E nel centro si lavora non per ricostruire o demolire. Ma per mettere in sicurezza, per puntellare. Ancora oggi.
Questo mi ha raccontato, offrendomi un caffè.
E mi chiedo… se un tale evento succedesse su al nord…
Davvero ricostruiremmo tutto in tempo record, come ci vantiamo di poter fare?
Davvero le nostre case resterebbero perfettamente intatte?
Davvero saremmo così grati ai volontari rimasti a disposizione per mesi e mesi?

Ho molti dubbi al proposito.
Non sputo sul piatto dove mangio, ma nemmeno su quello del mio vicino.

"L'essenziale è riuscire ad avere qualche cosa di buono da fare
o almeno da dire
per non restare a guardare.
L'essenziale è provare a dare il meglio
perchè a dare il peggio c'è sempre tempo.
E infatti come vedi è tornato l'inverno…

L'essenziale è provare a fare in modo di avere sempre qualcosa in cui credi
da inseguire
per non restare a piedi.
L'essenziale è riuscire a dare forma anche a quello che ti sembra assurdo
e se pensi al futuro
non tutto è perduto."

Tiromancino, L'essenziale

— continua —

Giovedì, 7 ottobre 2010
Eccomi tornato.
Che dire… ho scritto molto, ma avrei dovuto essere ancora più prolisso.
Non bastano queste righe a descrivere tutto quello che ho provato in questo breve viaggio a l'Aquila.
Anche stavolta, appena dopo esser partito, mi è scesa una lacrima.
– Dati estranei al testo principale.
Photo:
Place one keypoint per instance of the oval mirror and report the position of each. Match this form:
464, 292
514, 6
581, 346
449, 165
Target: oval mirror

Mi mancheranno questi posti e le persone conosciute.
Sarò un sentimentale… ma ne vado fiero.

Ora… è tempo di riflessioni. Ci saranno molte decisioni da prendere nell'immediato futuro.
Alcune di poco conto, altre definitive.
Il rivedere un posto lontano ma a cui sei comunque legato, le riflessioni condivise con Stefy, i discorsi con le persone conosciute in questi giorni, mi hanno portato a delle considerazioni. Sul come si vivono situazioni estreme, su come possono coinvolgerci. Su come dobbiamo comunque uscirne, se vogliamo andare avanti. Sulle infinite mentalità diverse.

Sulle affinità. E qui i sogni si fan sentire…

Non è facile trovare una persona che ti sia così affine. Pensi di averla trovata, e poi ogni giorno che passa ti rendi conto che non è così e che anzi le differenze si fanno via via inconciliabili.
Compromessi, per andare avanti… o ricerca?
Vedremo. Se non altro ora ho le idee molto più chiare.

I viaggi vanno vissuti. E condivisi.
Anche con quella parte di te che nascondi anche a te stesso.